83La découverte majeure de ces sondages fut celle des vestiges du tombeau de Jeanne. Elle suscita le déplacement de nombreuses sommités lilloises, de Flandre et du Hainaut venues des deux côtés de la frontière. Divers reportages ont été diffusés dans plusieurs journaux télévisés régionaux et nationaux. Après rappel des données acquises et des interrogations irrésolues, un article se devait de rapporter les faits. À l’endroit prévu, furent mis au jour 270 fragments de pierre bleue provenant de la destruction du monument, éparpillés à l’entour d’un morceau de la dalle lui ayant servi de soubassement et surmontant une longue fosse à parements calcaires restée non fouillée. Les bribes d’inscription relevées ont permis de reconstituer une part suffisante de l’épitaphe de 1693 pour prouver qu’il s’agit bien du tombeau de la comtesse. Un gigantesque puzzle a restitué une large part de ce mausolée. Le coffre-bahut était entouré de statuettes abritées sous sept arcades aveugles sur les deux longueurs. Plusieurs fragments autorisent à imaginer son gisant, mains jointes, en habit de religieuse, abrité sous un dais et chiennes assises aux pieds. Les données recueillies confirment l’hypothèse d’un monument sorti des ateliers tournaisiens vers 1270-1280 29.

84Outre la mise au point sur la méthodologie signalée sous note 19, restent à publier, toujours sous la même plume, une note en cours sur la magnifique infirmerie 30, une étude détaillée du visage neuf du monastère au xviiie siècle achevée à ce jour 31. En collaboration avec Archéopole, un article résumera pour le lectorat national les investigations préalables et les prospections archéologiques 32. Et une publicatio princeps sur les sondages est annoncée 33. En attendant la suite...
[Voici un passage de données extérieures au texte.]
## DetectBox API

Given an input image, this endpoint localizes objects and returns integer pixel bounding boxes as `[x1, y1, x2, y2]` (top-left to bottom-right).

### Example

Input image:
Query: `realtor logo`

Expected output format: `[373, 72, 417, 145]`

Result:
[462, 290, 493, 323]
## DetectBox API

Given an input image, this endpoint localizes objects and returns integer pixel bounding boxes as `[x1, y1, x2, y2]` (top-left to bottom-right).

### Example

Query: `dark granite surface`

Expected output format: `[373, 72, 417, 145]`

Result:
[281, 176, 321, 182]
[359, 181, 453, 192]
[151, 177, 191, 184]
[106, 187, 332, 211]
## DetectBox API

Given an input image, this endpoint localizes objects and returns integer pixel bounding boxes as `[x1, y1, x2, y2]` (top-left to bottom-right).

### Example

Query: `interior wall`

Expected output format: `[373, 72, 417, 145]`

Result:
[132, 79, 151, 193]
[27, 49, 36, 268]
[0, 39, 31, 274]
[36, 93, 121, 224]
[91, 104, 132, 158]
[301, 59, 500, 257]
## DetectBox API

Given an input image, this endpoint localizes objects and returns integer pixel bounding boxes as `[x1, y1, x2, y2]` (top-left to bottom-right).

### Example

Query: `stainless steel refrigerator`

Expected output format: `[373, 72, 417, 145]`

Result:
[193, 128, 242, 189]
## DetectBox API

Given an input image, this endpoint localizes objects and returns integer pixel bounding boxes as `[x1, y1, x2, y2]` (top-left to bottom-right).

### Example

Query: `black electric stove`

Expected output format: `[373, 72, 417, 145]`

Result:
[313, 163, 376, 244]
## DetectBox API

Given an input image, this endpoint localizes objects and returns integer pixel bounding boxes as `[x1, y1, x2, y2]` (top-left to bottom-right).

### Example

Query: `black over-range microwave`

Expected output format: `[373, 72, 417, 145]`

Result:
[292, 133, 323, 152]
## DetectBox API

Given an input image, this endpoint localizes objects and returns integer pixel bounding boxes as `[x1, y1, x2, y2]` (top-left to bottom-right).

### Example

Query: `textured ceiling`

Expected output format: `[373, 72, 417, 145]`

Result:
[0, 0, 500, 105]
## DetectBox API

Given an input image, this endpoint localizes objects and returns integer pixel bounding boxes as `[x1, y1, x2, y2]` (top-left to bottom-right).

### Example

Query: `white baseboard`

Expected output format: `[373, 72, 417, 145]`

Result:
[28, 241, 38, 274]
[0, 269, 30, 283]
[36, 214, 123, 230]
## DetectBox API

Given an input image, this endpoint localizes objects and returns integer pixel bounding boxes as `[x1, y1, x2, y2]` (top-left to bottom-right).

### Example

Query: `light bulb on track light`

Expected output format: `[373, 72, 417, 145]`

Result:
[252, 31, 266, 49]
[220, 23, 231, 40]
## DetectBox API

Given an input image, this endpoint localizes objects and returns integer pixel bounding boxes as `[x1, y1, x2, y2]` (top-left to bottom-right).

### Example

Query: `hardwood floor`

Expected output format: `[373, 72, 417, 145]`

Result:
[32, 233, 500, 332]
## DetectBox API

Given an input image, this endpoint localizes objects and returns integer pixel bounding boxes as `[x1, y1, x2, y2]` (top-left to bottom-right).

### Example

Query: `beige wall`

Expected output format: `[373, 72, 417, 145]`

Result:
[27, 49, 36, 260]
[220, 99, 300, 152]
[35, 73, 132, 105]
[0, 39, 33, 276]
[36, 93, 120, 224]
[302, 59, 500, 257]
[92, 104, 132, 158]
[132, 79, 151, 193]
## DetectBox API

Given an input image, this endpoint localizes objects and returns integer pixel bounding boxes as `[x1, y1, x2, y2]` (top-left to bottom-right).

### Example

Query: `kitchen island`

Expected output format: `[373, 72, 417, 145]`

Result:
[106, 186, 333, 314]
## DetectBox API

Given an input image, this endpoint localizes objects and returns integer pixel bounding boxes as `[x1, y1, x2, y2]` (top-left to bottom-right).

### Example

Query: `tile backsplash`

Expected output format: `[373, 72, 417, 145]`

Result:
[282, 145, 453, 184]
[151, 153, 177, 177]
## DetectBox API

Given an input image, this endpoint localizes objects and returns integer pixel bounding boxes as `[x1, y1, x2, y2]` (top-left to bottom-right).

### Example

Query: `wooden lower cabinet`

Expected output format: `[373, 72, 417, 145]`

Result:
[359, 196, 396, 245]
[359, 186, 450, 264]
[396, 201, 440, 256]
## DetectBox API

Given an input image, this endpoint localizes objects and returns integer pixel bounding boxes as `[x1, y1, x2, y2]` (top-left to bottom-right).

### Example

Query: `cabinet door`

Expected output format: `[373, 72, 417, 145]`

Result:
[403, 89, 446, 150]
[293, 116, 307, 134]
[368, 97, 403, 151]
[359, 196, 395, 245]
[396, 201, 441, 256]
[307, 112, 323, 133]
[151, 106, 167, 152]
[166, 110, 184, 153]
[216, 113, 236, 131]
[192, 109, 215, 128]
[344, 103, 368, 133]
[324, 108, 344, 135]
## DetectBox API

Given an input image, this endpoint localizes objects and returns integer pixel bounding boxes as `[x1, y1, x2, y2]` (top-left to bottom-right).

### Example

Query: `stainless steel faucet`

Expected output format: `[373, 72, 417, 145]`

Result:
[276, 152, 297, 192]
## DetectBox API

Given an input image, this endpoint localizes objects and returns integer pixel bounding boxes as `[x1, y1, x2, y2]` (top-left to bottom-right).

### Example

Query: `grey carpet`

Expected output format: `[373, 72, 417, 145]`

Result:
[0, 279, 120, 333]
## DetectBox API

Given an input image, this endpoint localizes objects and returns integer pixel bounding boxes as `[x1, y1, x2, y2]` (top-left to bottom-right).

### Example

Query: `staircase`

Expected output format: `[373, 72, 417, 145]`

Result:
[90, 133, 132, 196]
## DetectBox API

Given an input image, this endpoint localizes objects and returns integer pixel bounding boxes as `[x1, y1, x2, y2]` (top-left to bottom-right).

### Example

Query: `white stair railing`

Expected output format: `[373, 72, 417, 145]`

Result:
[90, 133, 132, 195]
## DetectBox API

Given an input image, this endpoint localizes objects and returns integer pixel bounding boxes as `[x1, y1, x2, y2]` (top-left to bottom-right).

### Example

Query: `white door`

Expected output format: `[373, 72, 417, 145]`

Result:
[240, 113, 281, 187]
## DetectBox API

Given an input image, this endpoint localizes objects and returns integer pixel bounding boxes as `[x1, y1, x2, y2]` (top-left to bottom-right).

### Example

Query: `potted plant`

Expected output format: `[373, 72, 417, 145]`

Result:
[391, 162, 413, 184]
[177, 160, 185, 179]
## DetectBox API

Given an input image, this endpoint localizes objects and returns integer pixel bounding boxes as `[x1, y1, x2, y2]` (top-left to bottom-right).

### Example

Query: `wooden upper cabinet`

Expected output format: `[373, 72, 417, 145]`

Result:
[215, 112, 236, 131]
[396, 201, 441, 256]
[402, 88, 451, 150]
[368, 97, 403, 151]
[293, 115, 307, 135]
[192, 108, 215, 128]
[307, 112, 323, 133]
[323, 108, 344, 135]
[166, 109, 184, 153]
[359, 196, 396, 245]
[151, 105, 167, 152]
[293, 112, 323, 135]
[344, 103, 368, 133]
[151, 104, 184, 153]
85Ce tour d’horizon suffit pour révéler les réalités peu banales du cas de Marquette. On doit se féliciter d’une occurrence rare, associant décision politique et moyens matériels d’une collectivité territoriale au couple trop souvent disjoint de la recherche fondamentale et de l’archéologie de terrain. Les résultats sont à l’avenant. Une zone de protection de 2 ha a été inscrite au plan d’urbanisme, un rapport de valorisation du site a été rédigé par l’Université catholique de Lille et un musée sera installé dans une église néo-gothique proche désaffectée déjà remise en état à cette fin. Une fois les fouilles terminées, un jardin archéologique sera créé sur place et un monument élevé à la mémoire de la comtesse Jeanne.